Senator Millen - The honorable senator's statement had reference to officials, not to the Minister.


Senator Pearce - Does the honorable senator mean to say that any officials gave such an undertaking?


Senator SAYERS - I do not say-


Senator Pearce - Why insinuate?


Senator SAYERS - If the Minister wants to know why I insinuate, I reply that after a certain official had been to America he came back with different opinions altogether. Why should those opinions have been altered in the way they were?


Senator Pearce - What did we send him to America for?


Senator SAYERS - To get an opinion.


Senator Pearce - To make inquiries.


Senator SAYERS - What was the use of sending the official to America if this state of things was to result? What good came of the inquiries ? Commander Clarkson considered that there was little to choose between the two manufacturers " except time of delivery." Have we secured any advantage in respect of time of delivery? The Government knew that they were letting the contract to people at a distance, and that they might never carry it out. The Minister has acknowledged today that he does not know exactly when the business will be settled. He added that there were certain matters that it would not be advisable to state to the Senate. I quite agree with him, and shall not attempt to press him to say more than he thinks judicious. But I hope that the honorable senator will see that contractors who put in a tender which is accepted carry out their job, and are not allowed to play ducks and drakes with the Commonwealth. I have always found in private business that if one had a contract to let the best course to pursue was to let it to a reliable man who would carry it through according to the conditions as to time and quality laid down in the specifications. An unreliable contractor will generally take longer over the job, and put in bad work unless he is watched very carefully - and watching costs a good deal of money.


Senator de Largie - Sir John Quick is the man responsible for letting this contract.

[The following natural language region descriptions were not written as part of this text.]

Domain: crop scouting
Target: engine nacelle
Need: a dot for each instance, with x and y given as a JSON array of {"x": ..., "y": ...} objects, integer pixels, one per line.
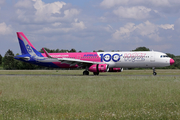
[
  {"x": 115, "y": 69},
  {"x": 99, "y": 68}
]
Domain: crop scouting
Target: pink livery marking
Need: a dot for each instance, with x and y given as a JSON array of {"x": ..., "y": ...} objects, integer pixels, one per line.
[
  {"x": 134, "y": 56},
  {"x": 19, "y": 34},
  {"x": 89, "y": 56}
]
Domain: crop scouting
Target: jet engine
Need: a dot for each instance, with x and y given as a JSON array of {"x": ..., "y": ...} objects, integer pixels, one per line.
[
  {"x": 115, "y": 69},
  {"x": 96, "y": 68}
]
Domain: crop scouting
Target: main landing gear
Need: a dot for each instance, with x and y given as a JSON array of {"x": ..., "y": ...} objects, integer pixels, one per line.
[
  {"x": 85, "y": 72},
  {"x": 154, "y": 71}
]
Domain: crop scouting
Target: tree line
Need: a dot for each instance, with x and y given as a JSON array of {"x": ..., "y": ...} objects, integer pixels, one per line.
[{"x": 9, "y": 63}]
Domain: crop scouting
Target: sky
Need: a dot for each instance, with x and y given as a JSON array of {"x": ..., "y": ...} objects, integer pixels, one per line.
[{"x": 87, "y": 25}]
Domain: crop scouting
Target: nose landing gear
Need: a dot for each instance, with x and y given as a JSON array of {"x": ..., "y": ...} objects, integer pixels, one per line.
[{"x": 154, "y": 71}]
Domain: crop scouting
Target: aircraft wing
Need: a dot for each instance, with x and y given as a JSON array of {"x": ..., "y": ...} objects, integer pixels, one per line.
[{"x": 71, "y": 61}]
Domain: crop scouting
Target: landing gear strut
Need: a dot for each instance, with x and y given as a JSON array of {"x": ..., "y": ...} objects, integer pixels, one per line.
[
  {"x": 86, "y": 72},
  {"x": 154, "y": 71},
  {"x": 96, "y": 73}
]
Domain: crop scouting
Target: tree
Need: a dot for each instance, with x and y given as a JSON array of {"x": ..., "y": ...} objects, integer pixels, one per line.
[
  {"x": 8, "y": 60},
  {"x": 141, "y": 49},
  {"x": 0, "y": 59}
]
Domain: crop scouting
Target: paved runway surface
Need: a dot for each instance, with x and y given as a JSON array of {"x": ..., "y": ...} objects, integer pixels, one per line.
[{"x": 87, "y": 76}]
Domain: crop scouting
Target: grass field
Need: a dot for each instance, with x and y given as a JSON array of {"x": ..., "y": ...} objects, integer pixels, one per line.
[{"x": 74, "y": 96}]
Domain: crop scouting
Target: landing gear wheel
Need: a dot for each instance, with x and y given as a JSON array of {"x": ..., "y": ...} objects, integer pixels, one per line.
[
  {"x": 96, "y": 73},
  {"x": 85, "y": 72},
  {"x": 154, "y": 73}
]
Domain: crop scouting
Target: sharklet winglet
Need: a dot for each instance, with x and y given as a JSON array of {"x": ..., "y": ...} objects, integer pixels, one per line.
[{"x": 47, "y": 54}]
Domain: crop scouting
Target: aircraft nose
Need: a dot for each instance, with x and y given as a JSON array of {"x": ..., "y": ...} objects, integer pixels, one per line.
[{"x": 171, "y": 61}]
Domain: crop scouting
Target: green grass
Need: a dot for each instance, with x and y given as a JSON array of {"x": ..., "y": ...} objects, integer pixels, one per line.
[
  {"x": 79, "y": 72},
  {"x": 90, "y": 97}
]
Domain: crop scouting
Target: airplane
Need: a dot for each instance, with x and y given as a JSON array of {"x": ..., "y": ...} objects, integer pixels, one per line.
[{"x": 95, "y": 62}]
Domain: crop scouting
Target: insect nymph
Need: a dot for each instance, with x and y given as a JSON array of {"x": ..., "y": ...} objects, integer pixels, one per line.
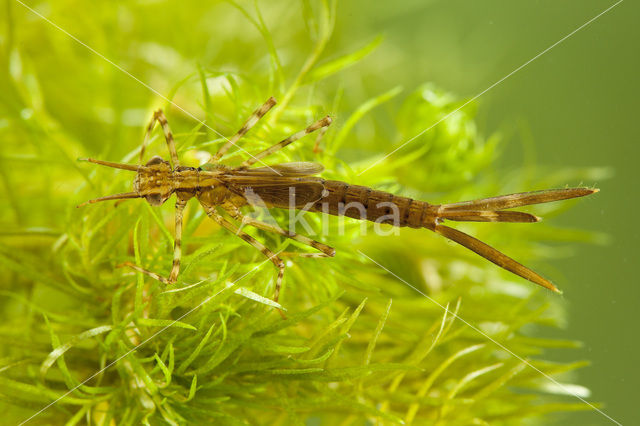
[{"x": 217, "y": 186}]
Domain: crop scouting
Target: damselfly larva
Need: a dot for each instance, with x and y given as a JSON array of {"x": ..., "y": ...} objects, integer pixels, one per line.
[{"x": 294, "y": 186}]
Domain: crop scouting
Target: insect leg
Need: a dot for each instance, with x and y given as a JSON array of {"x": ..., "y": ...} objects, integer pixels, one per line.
[
  {"x": 211, "y": 211},
  {"x": 316, "y": 146},
  {"x": 177, "y": 244},
  {"x": 251, "y": 121},
  {"x": 144, "y": 271},
  {"x": 159, "y": 116},
  {"x": 324, "y": 122},
  {"x": 325, "y": 250}
]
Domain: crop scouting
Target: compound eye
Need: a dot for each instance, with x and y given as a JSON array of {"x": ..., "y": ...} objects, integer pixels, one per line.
[{"x": 155, "y": 160}]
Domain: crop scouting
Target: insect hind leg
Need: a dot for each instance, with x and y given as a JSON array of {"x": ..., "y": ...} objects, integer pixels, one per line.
[{"x": 251, "y": 121}]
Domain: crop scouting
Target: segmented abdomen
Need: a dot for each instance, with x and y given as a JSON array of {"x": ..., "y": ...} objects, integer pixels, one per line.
[{"x": 364, "y": 203}]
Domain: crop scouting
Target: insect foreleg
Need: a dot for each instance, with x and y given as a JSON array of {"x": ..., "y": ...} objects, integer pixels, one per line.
[
  {"x": 326, "y": 251},
  {"x": 159, "y": 116},
  {"x": 273, "y": 257},
  {"x": 144, "y": 271}
]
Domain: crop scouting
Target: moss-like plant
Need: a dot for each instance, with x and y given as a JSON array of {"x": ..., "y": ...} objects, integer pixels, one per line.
[{"x": 113, "y": 347}]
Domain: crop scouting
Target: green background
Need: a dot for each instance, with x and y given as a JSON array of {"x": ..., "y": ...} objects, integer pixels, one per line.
[
  {"x": 580, "y": 105},
  {"x": 575, "y": 106}
]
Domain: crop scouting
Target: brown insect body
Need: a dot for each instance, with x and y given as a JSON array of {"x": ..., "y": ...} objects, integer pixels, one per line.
[{"x": 293, "y": 185}]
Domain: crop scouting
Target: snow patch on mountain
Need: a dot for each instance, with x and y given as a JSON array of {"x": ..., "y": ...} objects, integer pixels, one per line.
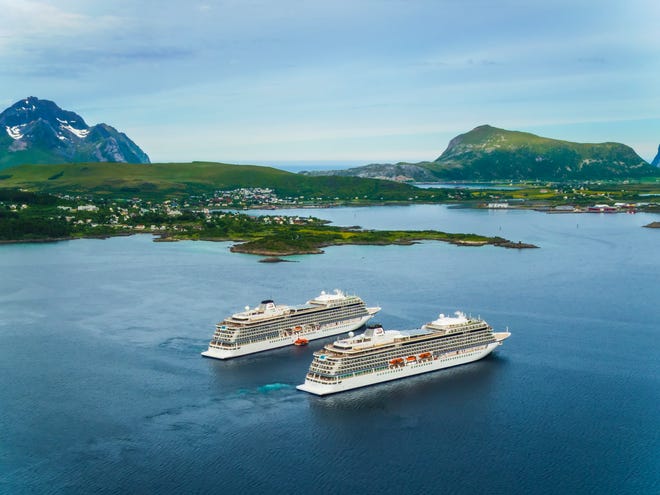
[{"x": 15, "y": 131}]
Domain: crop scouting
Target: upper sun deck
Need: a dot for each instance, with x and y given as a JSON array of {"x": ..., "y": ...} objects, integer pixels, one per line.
[
  {"x": 373, "y": 338},
  {"x": 446, "y": 324},
  {"x": 268, "y": 309},
  {"x": 326, "y": 299}
]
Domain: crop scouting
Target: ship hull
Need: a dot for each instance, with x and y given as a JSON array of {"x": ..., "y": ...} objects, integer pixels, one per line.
[
  {"x": 394, "y": 373},
  {"x": 266, "y": 345}
]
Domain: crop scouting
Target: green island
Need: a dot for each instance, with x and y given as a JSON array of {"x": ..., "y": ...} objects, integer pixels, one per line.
[
  {"x": 41, "y": 217},
  {"x": 207, "y": 201}
]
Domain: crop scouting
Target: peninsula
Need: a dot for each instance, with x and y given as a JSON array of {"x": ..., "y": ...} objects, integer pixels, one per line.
[{"x": 40, "y": 217}]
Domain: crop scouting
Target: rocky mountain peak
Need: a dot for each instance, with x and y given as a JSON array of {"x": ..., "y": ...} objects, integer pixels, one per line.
[{"x": 39, "y": 131}]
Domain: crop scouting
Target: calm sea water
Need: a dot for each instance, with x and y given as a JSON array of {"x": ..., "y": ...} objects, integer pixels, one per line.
[{"x": 103, "y": 388}]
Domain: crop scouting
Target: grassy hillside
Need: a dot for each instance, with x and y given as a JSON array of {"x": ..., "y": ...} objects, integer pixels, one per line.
[
  {"x": 489, "y": 153},
  {"x": 178, "y": 179}
]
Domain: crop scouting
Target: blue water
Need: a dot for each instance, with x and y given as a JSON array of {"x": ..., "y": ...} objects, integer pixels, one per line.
[{"x": 103, "y": 388}]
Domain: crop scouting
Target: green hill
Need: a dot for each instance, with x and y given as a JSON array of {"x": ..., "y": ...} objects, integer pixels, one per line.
[
  {"x": 178, "y": 179},
  {"x": 489, "y": 153}
]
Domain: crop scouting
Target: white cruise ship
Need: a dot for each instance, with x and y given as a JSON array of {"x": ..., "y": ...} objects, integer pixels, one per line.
[
  {"x": 269, "y": 325},
  {"x": 381, "y": 355}
]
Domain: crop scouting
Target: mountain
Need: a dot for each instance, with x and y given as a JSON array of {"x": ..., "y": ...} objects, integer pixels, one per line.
[
  {"x": 488, "y": 153},
  {"x": 656, "y": 160},
  {"x": 38, "y": 132},
  {"x": 402, "y": 172}
]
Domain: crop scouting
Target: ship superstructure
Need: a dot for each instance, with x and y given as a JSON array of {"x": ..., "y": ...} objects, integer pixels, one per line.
[
  {"x": 380, "y": 355},
  {"x": 269, "y": 325}
]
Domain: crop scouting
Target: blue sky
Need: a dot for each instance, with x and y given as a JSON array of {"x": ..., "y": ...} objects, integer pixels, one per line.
[{"x": 338, "y": 82}]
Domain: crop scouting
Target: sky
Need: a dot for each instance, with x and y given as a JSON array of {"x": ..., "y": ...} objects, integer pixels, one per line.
[{"x": 336, "y": 83}]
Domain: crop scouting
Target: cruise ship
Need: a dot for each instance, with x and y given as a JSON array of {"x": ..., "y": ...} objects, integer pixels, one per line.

Senator SAYERS - I say nothing about Sir John Quick. I do not know whether he was responsible or not. He can answer for himself. The fact that I have to deal with is that the present Government have been in office long enough to see this job carried through. They came into office eighteen months ago, and the time specified in this contract was one year and eleven weeks. The present Government, therefore, and not Sir John Quick, are responsible for the non-fulfilment of the conditions of contract.

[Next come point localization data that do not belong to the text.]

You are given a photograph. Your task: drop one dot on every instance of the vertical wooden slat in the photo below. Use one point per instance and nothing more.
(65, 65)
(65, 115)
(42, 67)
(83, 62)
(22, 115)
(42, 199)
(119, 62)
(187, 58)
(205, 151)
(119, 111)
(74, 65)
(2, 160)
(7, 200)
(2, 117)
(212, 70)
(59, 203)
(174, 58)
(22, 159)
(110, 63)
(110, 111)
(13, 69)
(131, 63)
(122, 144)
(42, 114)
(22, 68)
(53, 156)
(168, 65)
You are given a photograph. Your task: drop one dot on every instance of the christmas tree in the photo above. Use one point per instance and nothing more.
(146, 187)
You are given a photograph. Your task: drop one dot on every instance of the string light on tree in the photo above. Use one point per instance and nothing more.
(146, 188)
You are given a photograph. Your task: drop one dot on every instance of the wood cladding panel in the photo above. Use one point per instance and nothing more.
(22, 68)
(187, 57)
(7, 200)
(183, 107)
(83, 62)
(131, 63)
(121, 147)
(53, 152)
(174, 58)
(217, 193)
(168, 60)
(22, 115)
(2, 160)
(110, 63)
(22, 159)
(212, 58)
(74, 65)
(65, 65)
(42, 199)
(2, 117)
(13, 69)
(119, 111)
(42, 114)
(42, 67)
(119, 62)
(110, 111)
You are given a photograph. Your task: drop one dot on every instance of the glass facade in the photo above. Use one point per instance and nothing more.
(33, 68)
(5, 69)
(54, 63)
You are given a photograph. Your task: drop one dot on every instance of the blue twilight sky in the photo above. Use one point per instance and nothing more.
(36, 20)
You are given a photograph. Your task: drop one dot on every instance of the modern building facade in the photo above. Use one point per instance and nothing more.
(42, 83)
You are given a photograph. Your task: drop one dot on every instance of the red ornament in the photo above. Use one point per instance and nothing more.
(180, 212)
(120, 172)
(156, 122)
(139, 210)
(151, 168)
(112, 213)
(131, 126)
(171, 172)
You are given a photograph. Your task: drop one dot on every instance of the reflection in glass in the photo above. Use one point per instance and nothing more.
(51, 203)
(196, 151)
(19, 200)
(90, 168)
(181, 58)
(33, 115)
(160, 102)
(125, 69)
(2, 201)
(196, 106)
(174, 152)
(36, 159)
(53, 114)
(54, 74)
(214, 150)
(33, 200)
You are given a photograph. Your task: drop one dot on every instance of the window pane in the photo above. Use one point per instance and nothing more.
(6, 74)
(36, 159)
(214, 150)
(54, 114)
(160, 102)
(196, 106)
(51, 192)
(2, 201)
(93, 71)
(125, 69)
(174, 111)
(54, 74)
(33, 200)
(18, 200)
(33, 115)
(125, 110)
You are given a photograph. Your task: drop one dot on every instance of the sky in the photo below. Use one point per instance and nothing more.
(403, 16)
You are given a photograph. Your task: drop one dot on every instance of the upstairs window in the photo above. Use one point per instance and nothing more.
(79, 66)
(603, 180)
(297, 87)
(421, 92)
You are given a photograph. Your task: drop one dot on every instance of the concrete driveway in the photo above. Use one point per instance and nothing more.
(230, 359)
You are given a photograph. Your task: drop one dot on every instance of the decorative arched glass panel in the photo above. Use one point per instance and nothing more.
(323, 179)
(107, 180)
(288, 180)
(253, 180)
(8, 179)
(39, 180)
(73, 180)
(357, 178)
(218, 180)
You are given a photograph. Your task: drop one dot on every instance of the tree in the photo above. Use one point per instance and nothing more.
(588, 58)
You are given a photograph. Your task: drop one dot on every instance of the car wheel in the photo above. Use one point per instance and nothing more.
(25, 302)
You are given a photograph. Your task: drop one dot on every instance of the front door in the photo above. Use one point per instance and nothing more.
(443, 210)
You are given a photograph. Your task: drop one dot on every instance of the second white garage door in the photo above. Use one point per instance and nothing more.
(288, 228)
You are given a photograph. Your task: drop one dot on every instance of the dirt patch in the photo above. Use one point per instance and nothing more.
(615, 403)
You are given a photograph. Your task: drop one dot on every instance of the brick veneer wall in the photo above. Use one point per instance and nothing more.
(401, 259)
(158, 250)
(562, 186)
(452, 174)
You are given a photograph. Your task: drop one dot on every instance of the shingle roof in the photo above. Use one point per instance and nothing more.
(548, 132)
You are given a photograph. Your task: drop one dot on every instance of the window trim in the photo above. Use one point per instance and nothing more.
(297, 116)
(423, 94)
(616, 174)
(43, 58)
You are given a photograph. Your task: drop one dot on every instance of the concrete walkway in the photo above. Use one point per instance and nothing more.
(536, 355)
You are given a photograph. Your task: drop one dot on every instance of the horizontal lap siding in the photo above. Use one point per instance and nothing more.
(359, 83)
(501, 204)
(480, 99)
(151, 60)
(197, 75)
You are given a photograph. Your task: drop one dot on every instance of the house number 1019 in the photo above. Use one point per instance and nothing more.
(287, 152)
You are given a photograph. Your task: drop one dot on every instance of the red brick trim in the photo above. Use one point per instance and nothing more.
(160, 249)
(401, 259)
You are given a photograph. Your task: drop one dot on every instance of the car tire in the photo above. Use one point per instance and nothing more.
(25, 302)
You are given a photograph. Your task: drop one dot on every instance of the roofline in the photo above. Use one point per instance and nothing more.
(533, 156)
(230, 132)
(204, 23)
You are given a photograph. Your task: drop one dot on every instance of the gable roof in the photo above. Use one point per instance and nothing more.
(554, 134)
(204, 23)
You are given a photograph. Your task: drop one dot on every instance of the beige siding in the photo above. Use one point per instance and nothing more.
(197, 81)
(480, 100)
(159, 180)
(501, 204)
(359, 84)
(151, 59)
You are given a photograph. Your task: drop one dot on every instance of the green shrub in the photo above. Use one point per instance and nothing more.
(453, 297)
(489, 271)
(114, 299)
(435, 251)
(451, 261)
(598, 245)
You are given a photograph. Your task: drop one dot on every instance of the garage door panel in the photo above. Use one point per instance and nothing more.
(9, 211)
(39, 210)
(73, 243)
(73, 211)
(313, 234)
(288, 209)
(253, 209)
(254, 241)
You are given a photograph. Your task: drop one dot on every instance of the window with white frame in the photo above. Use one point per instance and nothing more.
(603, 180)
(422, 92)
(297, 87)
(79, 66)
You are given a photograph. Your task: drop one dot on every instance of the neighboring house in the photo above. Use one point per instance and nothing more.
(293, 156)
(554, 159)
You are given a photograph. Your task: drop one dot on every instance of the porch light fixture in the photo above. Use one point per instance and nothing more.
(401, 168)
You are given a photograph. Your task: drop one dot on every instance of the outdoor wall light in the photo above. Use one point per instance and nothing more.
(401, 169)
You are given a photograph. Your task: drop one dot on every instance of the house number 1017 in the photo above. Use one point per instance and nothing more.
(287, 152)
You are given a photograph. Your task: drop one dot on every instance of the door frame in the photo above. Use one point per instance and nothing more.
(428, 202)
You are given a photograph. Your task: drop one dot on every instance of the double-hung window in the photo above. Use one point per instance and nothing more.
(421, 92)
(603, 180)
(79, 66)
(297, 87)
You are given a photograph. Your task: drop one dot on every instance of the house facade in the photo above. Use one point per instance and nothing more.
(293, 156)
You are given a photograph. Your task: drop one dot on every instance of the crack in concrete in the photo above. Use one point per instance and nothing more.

Senator de Largie - But Sir John Quick let the contract.


Senator SAYERS - If I let a contract and afterwards formally turn the work over to some one else, that person is responsible. If Senator de Largie has any charges to make against Sir John Quick let him make them openly on the floor of the Senate, and not by \V:1 V of interjection. A cable- gram from Captain Collins, dated 5th April, 1909, informed the Department that-

Greenwood and Pratt ask to supply information sought.

Captain Collins was cabled to by the Government on the 22nd June, 1909, in the following terms : -

Is Clarkson satisfied Pratt can produce the better rifle simultaneously with service rifle, or if pattern changed could machinery be - easily adapted ? What does Clarkson estimate cost of buildings and motive power Birmingham and Pratt machines respectively? Minister desire War Office consulted and advice sought whole matter in view of knowledge gained America.

The War Office advised the Government to do exactly the opposite of what they did. One has only to visit the Enfield . Small Arms Factory, about 18 miles from London, to realize that a factory suitable to supply the Commonwealth could easily have been built within the time since this contract was let. We ought to have had the whole thing in working order by this time. On page 4 of the paper from which' I am quoting, there is a cablegram from

Captain Collins -

War Office has been consulted. Like Birmingham offer. Consider cost prohibitive compared other tenders.

It seems that the Government regarded cheapness as the principal consideration ; but we should have been making rifles in Australia long ago if we had accepted the other tender. Another portion of the document states, ' 1 American machinery will not stand wear," or words to that effect.


Senator Pearce - Where is that stated?